- Born: 2 August 1728 Neu Boltenhagen
- Died: 9 January 1805 (aged 76) Kassel
- Allegiance: Kingdom of Prussia Landgraviate of Hesse-Kassel
- Branch: Prussian Army
- Service years: 1744–1762 (Prussia) 1763–1793 (Hesse-Kassel)
- Rank: General of Infantry
- Conflicts: War of the Austrian Succession Seven Years' War
- Awards: Pour le Mérite Order of the Golden Lion Name inscribed on Frederick the Great's Equestrian Statue

= William Dietrich von Wakenitz =

William Dietrich von Wakenitz, also Wackenitz or Wacknitz, 2 August 1728 on the family estate at Neu Boltenhagen-9 January 1805 in Kassel). He served in the Prussian army during the War of Austrian Succession and the Seven Years' War as a cavalry officer; subsequently, he served the Landgraviate of Hesse-Kassel as general and finance minister.

==Family==
Wakenitz was born on his father's estate in Boltenhagen.
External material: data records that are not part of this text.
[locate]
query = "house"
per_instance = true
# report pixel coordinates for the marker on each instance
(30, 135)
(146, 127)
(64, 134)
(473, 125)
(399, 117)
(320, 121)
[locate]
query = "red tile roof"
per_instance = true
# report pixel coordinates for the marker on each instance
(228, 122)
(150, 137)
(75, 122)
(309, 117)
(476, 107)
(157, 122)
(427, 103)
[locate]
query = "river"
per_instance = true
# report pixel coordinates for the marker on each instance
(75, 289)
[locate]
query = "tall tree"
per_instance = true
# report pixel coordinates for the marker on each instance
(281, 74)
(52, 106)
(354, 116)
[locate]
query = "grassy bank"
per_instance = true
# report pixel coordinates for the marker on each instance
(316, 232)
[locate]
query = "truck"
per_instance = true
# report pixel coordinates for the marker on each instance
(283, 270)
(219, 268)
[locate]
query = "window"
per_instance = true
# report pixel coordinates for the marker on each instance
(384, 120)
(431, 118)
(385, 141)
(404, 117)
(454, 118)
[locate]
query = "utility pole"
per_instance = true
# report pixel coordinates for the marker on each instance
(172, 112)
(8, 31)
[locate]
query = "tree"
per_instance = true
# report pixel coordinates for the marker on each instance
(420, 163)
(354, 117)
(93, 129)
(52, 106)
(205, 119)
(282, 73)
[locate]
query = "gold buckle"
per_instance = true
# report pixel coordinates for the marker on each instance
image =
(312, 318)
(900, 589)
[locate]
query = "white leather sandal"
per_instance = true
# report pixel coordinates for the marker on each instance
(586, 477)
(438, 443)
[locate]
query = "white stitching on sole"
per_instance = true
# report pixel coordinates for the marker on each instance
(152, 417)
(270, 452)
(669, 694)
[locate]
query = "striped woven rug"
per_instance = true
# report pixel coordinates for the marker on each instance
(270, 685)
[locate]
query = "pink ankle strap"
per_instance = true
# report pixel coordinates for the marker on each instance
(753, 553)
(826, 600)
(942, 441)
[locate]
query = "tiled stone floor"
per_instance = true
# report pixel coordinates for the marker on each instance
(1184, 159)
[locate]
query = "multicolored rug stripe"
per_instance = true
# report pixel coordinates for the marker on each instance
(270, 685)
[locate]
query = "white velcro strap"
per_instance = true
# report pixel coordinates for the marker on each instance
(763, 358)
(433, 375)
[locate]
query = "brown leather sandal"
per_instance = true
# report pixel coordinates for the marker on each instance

His father, Karl Philipp Wakenitz (1697–1739) was a lieutenant colonel in the Swedish Army. His mother was Charlotte Louise von Örtzen (* 1699) from Blümenow.

==Prussian service==
Wakenitz entered military service on 9 July 1744, as a cornet in the Gardes du Corps. During the second Silesian War, he was instrumental in the Battle of Hohenfriedberg, and received with several other officers the Order Pour le Mérite.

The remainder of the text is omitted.